O argentino universalizou depois, de modo
coloquial, a sua exortação[i]:
“Falo-vos como irmão e, em vós, gostaria de falar a todos os
confessores, especialmente neste Ano da Misericórdia: o
confessionário existe para perdoar. Se tu não puderes dar a
absolvição – admito esta hipótese – «não maltrates!» A pessoa procura
conforto, perdão, paz na sua alma; quer encontrar um sacerdote que a
abrace, lhe diga e lhe faça sentir: «Deus ama-te!» Lamento ter de o
dizer, mas quantas pessoas se queixam – creio que a maioria de nós já
terá ouvido esta observação: «nunca me vou confessar porque certa vez
me perguntaram, fizeram-me isto e aquilo …» Por favor! “
Finalmente, com humor carinhoso, apresentou o
exemplo de um grande perdoador capuchinho que ele conheceu. Tinha
sempre pessoas em fila de espera para se confessarem. “Uma vez, ao
visitá-lo, disse-me: Tu és bispo e podes esclarecer-me: eu penso que
peco porque perdoo demais; ando com este escrúpulo, mas encontro
sempre o modo de perdoar”. Que fazes, perguntou-lhe Bergoglio, quando
te sentes assim? “Olha, vou à capela e, diante do tabernáculo, digo:
desculpa-me, Senhor, perdoa-me, penso que hoje perdoei demais. Mas,
foste tu, Senhor, quem me deu este mau exemplo”.
2. O
Sumo Pontífice aproveitou a ocasião para tornar o seu discurso ainda
mais abrangente: “Existem outras linguagens na vida. Não há apenas a
palavra. Temos também os gestos. Se uma pessoa se aproxima de mim, no
confessionário, é porque sente algo que lhe pesa, do qual deseja
libertar-se. Talvez não saiba como dizer, mas o gesto fala. Se esta
pessoa se aproxima, é porque gostaria de mudar, deixar de fazer isto
ou aquilo, de se transformar, ser pessoa de outra maneira. Isto é dito
através deste gesto de aproximação. Não é preciso fazer perguntas do
género: mas tu ?... Se alguém se aproxima é porque na sua alma quer
mudar. Mas muitas vezes está condicionada pela sua psicologia, pela
sua vida, pela sua situação… Ad impossibilia nemo tenetur”
(ninguém é obrigado a coisas impossíveis).
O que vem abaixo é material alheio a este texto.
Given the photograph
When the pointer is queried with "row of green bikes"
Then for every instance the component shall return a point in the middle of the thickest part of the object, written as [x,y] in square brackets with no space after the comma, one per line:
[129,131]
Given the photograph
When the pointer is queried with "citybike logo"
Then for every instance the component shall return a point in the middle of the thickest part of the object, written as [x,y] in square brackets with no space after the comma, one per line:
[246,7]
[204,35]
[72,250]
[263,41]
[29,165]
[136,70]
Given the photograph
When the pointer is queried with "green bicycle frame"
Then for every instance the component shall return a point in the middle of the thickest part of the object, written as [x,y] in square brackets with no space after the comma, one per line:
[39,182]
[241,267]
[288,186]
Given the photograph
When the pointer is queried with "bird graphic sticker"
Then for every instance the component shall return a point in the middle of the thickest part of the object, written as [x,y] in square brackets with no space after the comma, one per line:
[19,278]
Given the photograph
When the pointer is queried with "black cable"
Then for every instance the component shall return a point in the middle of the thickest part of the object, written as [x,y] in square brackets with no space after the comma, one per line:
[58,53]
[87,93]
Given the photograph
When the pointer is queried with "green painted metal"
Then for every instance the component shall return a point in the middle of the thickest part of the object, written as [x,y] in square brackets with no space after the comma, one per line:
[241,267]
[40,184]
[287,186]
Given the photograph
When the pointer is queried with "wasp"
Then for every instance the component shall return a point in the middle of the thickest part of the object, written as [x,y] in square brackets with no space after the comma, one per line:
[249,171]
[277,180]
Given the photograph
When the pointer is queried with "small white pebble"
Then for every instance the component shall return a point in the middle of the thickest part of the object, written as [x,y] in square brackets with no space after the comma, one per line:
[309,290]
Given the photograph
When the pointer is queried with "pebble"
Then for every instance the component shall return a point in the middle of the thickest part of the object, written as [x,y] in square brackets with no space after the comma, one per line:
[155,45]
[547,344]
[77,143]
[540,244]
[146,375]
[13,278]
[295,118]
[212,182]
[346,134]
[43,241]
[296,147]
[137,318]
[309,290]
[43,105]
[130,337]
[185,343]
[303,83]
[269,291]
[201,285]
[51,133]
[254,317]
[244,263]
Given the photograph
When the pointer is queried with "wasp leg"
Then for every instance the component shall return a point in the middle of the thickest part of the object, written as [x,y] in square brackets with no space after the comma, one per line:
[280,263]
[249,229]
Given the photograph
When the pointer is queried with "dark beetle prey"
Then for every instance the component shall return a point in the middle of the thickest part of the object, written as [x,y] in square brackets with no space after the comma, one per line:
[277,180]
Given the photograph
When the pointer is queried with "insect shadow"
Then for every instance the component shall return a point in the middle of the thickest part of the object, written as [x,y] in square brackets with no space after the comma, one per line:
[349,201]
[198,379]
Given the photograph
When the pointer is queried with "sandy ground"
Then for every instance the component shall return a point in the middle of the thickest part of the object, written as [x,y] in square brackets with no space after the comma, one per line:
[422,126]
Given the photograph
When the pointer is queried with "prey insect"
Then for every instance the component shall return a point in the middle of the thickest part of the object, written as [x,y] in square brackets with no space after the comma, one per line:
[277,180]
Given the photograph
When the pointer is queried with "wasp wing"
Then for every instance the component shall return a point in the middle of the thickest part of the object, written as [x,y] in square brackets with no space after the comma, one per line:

Com esta peça de antologia, Francisco
desautorizou séculos de práticas de opressão pseudo-religiosa. No
entanto, o que o preocupa é o presente e o futuro. Encerrou a sua
homilia com uma exortação cheia de afecto responsabilizante: O
perdão é uma carícia de Deus. Na Bíblia, o grande acusador é o
diabo ou os que o imitam, os que têm gosto em acusar, como os escribas
e os fariseus.
3. A cena evangélica
deste domingo é muito conhecida e vai na mesma direcção. Levaram a
Jesus, para lhe armarem uma cilada, uma mulher surpreendida em
flagrante adultério[ii]. O
texto não está muito preocupado com questões jurídicas concretas a
esse respeito[iii]. O que
lhe interessa é mostrar Jesus a desmascarar as pessoas que se julgam
santas, cumpridoras exemplares das leis religiosas e que andam sempre
à procura de poderem acusar alguém, no caso, escribas e fariseus.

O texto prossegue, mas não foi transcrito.